Silvia Garzoli receives the NOAA Distinguished Career Award
Dr. Silvia Garzoli is an internationally respected member of the physical oceanographic community whose research brings credit to NOAA and AOML. She continues to be an outstanding member of the NOAA science team and for her past federal service has been awarded the NOAA FY13 Distinguished Career Award.
Many congratulations to Cooperative Institute for Marine and Atmospheric Studies (CIMAS) scientist Dr. Silvia L. Garzoli on being awarded the NOAA FY13 Distinguished Career Award. This award has been given in recognition of Silvia's excellence in scientific research of Atlantic Ocean dynamics and extensive service to the oceanographic community. Silvia has served as the Director of the Physical Oceanography Division (PhOD) of Atlantic Oceanographic and Meteorological Laboratory (AOML), and later as AOML Chief Scientist. During her impressive career, she has made countless scientific contributions, written or co-authored over 70 peer- reviewed publications that have received more than 1300 citations from scientists in over 30 different countries, led international groups of scientists in planning large field efforts, mentored numerous early- and mid-career scientists, and provided strategic input to NOAA that will influence climate-related policies and the global ocean observing system for years to come.

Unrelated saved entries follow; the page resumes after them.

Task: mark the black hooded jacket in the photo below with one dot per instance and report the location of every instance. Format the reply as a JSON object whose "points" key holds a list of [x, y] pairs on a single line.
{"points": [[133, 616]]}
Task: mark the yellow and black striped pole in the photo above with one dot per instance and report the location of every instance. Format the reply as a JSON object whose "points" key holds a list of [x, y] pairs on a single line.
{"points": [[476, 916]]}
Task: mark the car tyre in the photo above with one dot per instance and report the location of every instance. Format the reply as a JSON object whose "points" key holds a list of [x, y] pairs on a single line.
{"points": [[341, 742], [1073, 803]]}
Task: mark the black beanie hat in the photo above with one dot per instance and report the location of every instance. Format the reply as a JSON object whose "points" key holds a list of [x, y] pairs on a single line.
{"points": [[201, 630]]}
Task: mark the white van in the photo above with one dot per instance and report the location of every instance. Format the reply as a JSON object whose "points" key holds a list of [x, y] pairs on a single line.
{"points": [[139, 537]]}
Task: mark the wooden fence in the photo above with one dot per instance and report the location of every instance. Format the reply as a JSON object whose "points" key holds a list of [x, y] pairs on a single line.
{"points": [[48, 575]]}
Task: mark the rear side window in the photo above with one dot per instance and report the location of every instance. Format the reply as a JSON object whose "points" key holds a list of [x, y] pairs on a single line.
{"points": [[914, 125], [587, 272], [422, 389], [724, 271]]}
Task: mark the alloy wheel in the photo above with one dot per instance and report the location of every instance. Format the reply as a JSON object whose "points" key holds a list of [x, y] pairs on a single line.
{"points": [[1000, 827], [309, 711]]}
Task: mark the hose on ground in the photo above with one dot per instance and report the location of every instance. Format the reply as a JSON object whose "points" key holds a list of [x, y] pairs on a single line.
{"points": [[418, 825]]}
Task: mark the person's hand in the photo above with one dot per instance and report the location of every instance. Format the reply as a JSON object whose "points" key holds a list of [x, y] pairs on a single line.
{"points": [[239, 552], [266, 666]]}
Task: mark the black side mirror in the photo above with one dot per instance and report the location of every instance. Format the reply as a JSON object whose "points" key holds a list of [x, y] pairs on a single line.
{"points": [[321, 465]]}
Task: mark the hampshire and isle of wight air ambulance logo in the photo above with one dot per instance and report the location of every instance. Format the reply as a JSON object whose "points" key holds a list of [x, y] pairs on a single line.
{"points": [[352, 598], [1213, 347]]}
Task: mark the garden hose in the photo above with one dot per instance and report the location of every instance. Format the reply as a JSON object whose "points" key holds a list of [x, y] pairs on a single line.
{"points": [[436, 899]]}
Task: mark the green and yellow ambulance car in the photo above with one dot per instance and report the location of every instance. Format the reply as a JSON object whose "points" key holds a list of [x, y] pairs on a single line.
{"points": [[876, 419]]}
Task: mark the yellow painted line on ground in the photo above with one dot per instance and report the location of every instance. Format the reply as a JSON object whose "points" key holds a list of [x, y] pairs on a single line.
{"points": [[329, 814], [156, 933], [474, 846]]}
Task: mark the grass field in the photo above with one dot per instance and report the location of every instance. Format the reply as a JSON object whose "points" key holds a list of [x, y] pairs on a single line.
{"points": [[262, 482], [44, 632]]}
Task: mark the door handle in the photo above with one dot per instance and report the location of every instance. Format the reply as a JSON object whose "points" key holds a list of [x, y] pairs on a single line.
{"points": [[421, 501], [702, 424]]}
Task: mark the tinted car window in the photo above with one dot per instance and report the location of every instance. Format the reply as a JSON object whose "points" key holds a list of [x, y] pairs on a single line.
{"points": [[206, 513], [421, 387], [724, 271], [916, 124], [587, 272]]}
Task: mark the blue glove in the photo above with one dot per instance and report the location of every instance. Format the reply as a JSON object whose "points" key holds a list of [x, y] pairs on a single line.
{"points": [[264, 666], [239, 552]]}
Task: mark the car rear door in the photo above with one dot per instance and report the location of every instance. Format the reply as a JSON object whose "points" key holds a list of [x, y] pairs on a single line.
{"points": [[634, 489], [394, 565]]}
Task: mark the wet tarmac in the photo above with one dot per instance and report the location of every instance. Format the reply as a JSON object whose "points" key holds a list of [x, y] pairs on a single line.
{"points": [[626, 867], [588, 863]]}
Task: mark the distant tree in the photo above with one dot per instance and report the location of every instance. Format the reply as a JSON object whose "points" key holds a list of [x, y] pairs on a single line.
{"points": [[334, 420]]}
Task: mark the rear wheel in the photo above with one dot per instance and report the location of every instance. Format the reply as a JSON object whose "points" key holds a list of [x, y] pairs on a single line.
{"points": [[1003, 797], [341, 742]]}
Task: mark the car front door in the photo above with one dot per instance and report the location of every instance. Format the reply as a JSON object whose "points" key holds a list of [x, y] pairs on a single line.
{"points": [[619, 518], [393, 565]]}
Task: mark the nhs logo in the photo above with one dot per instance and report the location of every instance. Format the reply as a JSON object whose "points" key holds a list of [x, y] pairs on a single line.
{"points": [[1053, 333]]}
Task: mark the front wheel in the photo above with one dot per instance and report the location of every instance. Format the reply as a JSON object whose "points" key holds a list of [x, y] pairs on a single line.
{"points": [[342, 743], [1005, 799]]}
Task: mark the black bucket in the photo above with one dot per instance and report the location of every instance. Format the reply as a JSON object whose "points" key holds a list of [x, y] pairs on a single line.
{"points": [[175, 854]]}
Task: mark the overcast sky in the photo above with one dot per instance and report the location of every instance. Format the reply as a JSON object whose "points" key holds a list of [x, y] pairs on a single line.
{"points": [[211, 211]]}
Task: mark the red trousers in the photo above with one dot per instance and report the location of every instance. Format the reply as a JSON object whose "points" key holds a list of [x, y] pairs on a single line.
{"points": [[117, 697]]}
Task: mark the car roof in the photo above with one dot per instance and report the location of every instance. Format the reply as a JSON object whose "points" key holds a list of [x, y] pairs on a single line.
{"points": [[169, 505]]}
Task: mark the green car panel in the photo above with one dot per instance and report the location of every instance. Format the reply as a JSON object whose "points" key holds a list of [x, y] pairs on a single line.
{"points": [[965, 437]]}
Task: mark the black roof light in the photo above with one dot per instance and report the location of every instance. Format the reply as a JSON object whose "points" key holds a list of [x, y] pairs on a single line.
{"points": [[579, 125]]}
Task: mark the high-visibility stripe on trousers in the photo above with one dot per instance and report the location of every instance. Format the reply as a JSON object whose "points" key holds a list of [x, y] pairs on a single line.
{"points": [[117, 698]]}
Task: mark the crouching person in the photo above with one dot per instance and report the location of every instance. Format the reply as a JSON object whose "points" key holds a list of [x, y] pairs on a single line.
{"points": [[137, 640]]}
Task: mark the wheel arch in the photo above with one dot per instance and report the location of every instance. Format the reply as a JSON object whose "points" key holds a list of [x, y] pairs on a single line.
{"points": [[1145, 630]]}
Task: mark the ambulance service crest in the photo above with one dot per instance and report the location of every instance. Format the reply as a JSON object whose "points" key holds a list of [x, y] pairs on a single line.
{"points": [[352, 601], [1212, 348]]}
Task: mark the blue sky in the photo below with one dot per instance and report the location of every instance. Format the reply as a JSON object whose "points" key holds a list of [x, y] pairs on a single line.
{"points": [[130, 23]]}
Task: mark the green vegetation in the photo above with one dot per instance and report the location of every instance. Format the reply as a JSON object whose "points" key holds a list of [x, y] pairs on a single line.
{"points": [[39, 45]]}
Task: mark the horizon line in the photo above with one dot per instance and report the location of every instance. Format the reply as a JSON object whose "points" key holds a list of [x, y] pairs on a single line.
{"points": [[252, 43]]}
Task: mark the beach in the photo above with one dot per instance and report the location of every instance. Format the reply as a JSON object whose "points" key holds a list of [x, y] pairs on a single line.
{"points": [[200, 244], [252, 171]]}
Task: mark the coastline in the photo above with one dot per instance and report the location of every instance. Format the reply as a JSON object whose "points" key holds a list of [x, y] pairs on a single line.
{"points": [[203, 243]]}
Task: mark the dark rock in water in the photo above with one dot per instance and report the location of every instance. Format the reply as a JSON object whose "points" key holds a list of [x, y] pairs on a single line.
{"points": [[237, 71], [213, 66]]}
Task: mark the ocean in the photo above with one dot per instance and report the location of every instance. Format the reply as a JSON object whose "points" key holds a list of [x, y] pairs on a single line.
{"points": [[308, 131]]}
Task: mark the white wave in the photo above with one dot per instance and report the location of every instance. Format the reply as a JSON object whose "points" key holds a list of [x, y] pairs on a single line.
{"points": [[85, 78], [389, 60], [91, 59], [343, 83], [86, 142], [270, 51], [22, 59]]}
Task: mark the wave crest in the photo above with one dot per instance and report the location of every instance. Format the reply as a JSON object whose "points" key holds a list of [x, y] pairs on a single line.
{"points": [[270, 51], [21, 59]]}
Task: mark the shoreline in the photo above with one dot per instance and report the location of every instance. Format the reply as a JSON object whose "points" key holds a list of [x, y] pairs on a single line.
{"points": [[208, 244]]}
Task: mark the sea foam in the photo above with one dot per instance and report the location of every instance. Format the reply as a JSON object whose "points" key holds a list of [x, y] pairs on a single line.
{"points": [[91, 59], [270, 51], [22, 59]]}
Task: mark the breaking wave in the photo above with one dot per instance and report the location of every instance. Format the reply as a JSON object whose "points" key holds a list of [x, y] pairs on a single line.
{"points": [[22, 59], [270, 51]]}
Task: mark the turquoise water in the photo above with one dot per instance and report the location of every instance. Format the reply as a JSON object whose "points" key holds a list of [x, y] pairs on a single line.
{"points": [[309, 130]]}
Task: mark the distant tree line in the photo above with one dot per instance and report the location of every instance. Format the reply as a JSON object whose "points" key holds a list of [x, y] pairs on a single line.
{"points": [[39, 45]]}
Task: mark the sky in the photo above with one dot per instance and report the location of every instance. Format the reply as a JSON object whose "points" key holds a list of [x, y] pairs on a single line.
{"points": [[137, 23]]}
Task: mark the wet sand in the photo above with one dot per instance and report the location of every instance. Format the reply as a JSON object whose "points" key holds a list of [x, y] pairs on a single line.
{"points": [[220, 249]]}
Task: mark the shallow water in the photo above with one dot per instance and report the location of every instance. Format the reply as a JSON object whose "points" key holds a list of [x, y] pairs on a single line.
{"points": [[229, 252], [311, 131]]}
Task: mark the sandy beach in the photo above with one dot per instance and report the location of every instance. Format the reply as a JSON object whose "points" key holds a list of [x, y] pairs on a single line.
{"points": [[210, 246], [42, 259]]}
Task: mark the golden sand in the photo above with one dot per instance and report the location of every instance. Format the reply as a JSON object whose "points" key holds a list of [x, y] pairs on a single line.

Silvia's research is characterized by the utilization of data belonging to a wide variety of instrumentation, that has helped to describe and to improve our understanding of oceanic physical processes and features, particularly in the South and tropical Atlantic, and their relationship with climate signals. She has been a leader in the expansion of the surface drifter program, the Argo profiling float program, and the expendable bathythermograph (XBT) program. She has also long been a champion of developing technology that will enable sampling of ocean currents in more cost effective ways, such as inverted echo sounders. Through the extensive use of this technology, she has helped to improve our understanding of the circulation pathways in the South Atlantic, processes that control the flow of water across the equator, and variability and climate linkages of the Deep Western Boundary Current. Her work on oceanic currents, particularly in the South Atlantic, can without question be fairly termed "pioneering". On the national and international level, Silvia has led more than a dozen field programs including the North Brazil Current Rings field program, the Benguela Current Experiment, the Agulhas Current Experiment, and the Brazilian-Malvinas Current Confluence Experiment. As a recent example of the impact of her leadership, she has led the development of NOAA's response to a key near-term priority in the 2007 U.S. Interagency Ocean Research Priorities Plan by bringing together national and international partners to plan for a new observing system for the Meridional Overturning Circulation (MOC) in the South Atlantic. While the full implementation of this program is ongoing, international partners have already 20 moorings in support of the South Atlantic MOC Basin-wide Array.